As part of his effort to woo moderates in that race, Buehler, a Republican, repeatedly said he was pro-choice. The state's two leading abortion-rights groups, NARAL and Planned Parenthood, disagreed with that characterization. (Brown won re-election, 50 percent to 44 percent.)
Rep. Knute Buehler Says He's Pro-Choice. Pro-Choice Groups Say He's Not.
In December 2019, Buehler jumped into the race to succeed 11-term incumbent U.S. Rep. Greg Walden (R-Ore.), who is retiring.

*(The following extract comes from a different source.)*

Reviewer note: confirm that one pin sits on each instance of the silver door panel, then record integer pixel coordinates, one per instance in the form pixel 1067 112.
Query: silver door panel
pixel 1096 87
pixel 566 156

Walden's district is overwhelmingly Republican in voter registration (Republicans outnumber Democrats 191,000 to 146,000), so whoever wins the GOP is highly likely to win the general election and become the only Republican member of the state's congressional delegation. That opportunity also attracted two other former GOP lawmakers, former state Sens. Jason Atkinson (R-Central Point) and Cliff Bentz (R-Ontario) and a well-funded newcomer, Jimmy Crumpacker, as well as several other candidates.
Having run twice statewide (he also lost to Brown in the 2012 race for secretary of state), Buehler might have had a leg up on the competition. But he'd also fallen afoul of ORTL, long a king-maker in GOP primaries and one of largest and most active conservative political action committees.
On March 2, Buehler went on Twitter to try to mollify his critics on the issue of abortion.
But that olive branch didn't satisfy ORTL, which not only announced today it would go after Buehler but came to his hometown of Bend to make that announcement.
In a response to ORTL's decision to attack him, Buehler struck a concilatory tone.
"When Planned Parenthood pushed extreme anti-life legislation, I voted with the pro-life community to oppose taxpayer funded abortions for undocumented immigrants and forcing religious affiliated organizations to provide abortion services," he said in a statement. In Congress, I will oppose federal funding of abortions, I will vote to ban late term abortions and I will defend religious liberties. Being pro-choice doesn't mean you are pro-abortion and my conservative voting record reflects that."
"I will always work to find common ground with the pro-life community to make abortion as rare as possible in Oregon and America," Buehler added.
One thing ORTL did not do: tell the tens of thousands of people on its email list who the group's preferred candidate is. The group's spokeswoman, Liberty Pike, says ORTL will issue its endorsement in April around the time ballots drop.